1.Jacob appela ses fils et dit : Réunissez-vous, que je vous annonce ce qui vous arrivera dans la suite des temps.

2.Rassemblez-vous, écoutez, fils de Jacob, écoutez Israël votre père.

3.Ruben, tu es mon premier né, ma vigueur, les prémices de ma virilité, comble de fierté et comble de force

4.un débordement comme les eaux : tu ne seras pas comblé car tu es monté sur le lit de ton père alors tu as profané ma couche contre moi.

5.Siméon et Lévi sont frères, ils ont mené à bout la violence de leurs intrigues.

6.Que mon âme n’entre pas en leur conseil, que mon coeur ne s’unisse pas à leur groupe, car dans leur colère ils ont tué des hommes, dans leur dérèglement, mutilé des taureaux.

7.Maudite leur colère pour sa rigueur, maudite leur fureur pour sa dureté. Je les diviserai dans Jacob et les disperserai dans Israël.

8.Juda, toi, tes frères te loueront, ta main est sur la nuque de tes ennemis et les fils de ton père s’inclineront devant toi.

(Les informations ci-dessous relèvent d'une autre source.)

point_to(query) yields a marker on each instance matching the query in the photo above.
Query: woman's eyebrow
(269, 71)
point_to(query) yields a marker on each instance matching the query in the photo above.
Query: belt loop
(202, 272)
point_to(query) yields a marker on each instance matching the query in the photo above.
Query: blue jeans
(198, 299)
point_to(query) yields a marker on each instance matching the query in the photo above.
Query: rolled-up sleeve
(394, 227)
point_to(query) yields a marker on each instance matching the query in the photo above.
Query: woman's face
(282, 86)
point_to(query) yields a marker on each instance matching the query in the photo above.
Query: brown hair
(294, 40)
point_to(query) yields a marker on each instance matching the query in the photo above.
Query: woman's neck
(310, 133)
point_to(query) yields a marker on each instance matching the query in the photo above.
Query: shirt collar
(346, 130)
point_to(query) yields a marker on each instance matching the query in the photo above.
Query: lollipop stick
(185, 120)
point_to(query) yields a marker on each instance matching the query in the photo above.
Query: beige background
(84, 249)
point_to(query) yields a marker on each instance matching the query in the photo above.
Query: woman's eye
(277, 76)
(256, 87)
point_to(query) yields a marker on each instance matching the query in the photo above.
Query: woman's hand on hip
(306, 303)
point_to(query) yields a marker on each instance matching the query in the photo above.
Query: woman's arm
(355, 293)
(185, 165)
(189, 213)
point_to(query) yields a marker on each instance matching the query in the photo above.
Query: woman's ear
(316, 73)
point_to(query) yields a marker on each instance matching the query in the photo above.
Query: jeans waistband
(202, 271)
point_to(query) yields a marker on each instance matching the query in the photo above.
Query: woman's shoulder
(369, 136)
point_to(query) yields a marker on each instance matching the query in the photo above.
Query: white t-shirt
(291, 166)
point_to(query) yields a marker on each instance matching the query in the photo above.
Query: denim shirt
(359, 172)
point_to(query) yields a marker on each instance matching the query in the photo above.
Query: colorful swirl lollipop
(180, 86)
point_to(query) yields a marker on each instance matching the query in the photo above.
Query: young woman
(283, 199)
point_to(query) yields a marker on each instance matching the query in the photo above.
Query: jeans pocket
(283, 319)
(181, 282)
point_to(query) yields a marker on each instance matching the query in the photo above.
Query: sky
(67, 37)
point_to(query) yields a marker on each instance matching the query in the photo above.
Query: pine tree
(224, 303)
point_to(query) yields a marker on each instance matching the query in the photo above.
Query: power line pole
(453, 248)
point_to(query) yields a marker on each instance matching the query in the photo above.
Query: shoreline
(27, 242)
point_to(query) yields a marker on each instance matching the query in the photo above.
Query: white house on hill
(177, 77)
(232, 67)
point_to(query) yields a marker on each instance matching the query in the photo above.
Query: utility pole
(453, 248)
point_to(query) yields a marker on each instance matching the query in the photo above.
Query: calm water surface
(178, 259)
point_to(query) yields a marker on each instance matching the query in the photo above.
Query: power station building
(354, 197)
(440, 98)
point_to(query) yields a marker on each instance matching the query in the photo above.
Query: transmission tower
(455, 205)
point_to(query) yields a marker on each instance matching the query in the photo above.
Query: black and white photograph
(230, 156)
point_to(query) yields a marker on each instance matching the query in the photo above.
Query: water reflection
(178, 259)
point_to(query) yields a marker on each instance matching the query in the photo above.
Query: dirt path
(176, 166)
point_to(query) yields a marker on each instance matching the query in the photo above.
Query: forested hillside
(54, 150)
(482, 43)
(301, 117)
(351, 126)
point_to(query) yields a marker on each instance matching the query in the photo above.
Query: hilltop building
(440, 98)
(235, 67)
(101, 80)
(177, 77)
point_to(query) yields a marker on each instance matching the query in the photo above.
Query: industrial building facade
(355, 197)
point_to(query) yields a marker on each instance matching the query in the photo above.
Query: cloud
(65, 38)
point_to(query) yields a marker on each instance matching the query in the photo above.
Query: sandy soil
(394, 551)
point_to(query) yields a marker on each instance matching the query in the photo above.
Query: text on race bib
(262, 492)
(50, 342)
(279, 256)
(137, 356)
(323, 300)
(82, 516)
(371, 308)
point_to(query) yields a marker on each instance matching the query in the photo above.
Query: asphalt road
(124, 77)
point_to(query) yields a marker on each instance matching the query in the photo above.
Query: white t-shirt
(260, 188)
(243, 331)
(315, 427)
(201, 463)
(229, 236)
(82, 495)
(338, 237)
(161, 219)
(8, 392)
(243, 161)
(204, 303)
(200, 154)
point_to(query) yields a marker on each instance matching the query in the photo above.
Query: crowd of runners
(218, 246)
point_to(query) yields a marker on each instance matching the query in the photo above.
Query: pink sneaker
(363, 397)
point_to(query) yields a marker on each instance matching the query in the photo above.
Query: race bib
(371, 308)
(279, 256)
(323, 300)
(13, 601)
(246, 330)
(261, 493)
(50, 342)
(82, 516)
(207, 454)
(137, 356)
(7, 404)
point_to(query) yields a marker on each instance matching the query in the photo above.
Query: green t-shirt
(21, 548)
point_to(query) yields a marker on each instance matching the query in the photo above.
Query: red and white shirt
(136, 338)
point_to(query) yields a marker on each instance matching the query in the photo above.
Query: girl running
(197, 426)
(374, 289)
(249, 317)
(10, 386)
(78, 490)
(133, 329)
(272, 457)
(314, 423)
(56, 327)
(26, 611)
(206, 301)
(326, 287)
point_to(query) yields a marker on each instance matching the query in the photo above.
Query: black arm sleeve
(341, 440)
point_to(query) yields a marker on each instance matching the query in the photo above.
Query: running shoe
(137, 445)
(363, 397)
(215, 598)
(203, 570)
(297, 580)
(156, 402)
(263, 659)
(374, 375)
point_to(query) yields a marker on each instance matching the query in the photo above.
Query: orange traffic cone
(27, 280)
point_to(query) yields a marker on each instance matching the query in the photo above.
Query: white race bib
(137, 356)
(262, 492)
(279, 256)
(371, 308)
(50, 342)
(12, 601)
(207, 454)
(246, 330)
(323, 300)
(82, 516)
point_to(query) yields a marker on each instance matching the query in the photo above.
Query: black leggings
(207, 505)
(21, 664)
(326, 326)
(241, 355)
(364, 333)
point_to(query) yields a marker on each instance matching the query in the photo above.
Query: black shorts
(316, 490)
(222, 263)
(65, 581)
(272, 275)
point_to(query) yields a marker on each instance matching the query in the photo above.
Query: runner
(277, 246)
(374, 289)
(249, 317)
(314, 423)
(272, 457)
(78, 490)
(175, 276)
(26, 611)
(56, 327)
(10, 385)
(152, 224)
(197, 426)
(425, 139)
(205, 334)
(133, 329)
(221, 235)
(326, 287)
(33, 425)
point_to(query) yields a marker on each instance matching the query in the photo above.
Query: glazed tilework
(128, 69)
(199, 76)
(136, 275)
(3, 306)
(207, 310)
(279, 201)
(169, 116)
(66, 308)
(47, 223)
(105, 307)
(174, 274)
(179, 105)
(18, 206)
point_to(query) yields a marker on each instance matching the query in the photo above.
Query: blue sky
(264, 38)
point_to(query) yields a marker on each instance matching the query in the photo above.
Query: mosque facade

9.Juda est un jeune lion ; de la proie, mon fils, tu es redouté ; il s’est accroupi, s’est couché comme un lion, comme une lionne : qui le ferait lever ?

10.Le sceptre ne s’éloignera pas de Juda, ni le bâton de chef d’entre ses pieds jusqu’à la venue de celui à qui il est, à qui obéiront les peuples.

 

(….)

 

SICHEM existe toujours en Cisjordanie: c’est le village des Samaritains, ni juifs ni arabes, et dans la langue de là-bas, ce nom est un verbe qui signifie « charger et décharger le dos de l’âne ». Il s’y trouve un puits, dit le puits de Jacob, où a eu lieu une rencontre de Jésus avec la Samaritaine (Nouveau testament : Jean 4).

(…) 5. Jésus arrive à une ville de Samarie appelée Sychar (ex-Sichem), près de la terre donnée jadis à Jacob à son fils Joseph. La se trouve le puits de Jacob. (…)

7. Une femme de Samarie arrive pour tirer de l’eau au puits. Jésus lui dit : Donne-moi à boire ». 

8. Ses disciples en effet, s’en étaient allés à la ville acheter des provisions.

9. La Samaritaine lui répondit : Comment, tu es juif et tu me demandes de l’eau à moi, une Samaritaine ? (les Juifs en effet n’ont pas de relations avec les Samaritains).

10. Jésus lui répondit : « Si tu savais le don de dieu et qui est celui qui te dit,  donne-moi à boire, c’est toi qui l’aurais prié et il t’aurait donné de l’eau vive »

11. Seigneur, lui dit-elle, tu n’as rien pour puiser. Le puits est profond. Où la prends-tu donc l’eau vive ?

12. Serais-tu plus grand que notre père Jacob, qui nous a donné ce puits et y but lui-même, ainsi que ses fils et ses bêtes ?

13. Jésus lui répondit : Quiconque boit de cette eau aura soif à nouveau mais qui boira de l’eau que je lui donnerai n’aura plus jamais soif. L’eau que je lui donnerai deviendra en lui source d’eau jaillissant en vie éternelle » (…)

 

Elle lui demande cette eau à boire pour ne plus avoir à puiser. Il lui dit tout ce qu’elle a vécu dans sa vie. Elle raconte cela au village à tous les Samaritains qu’elle rencontre et tous reconnaissent en lui le Messie.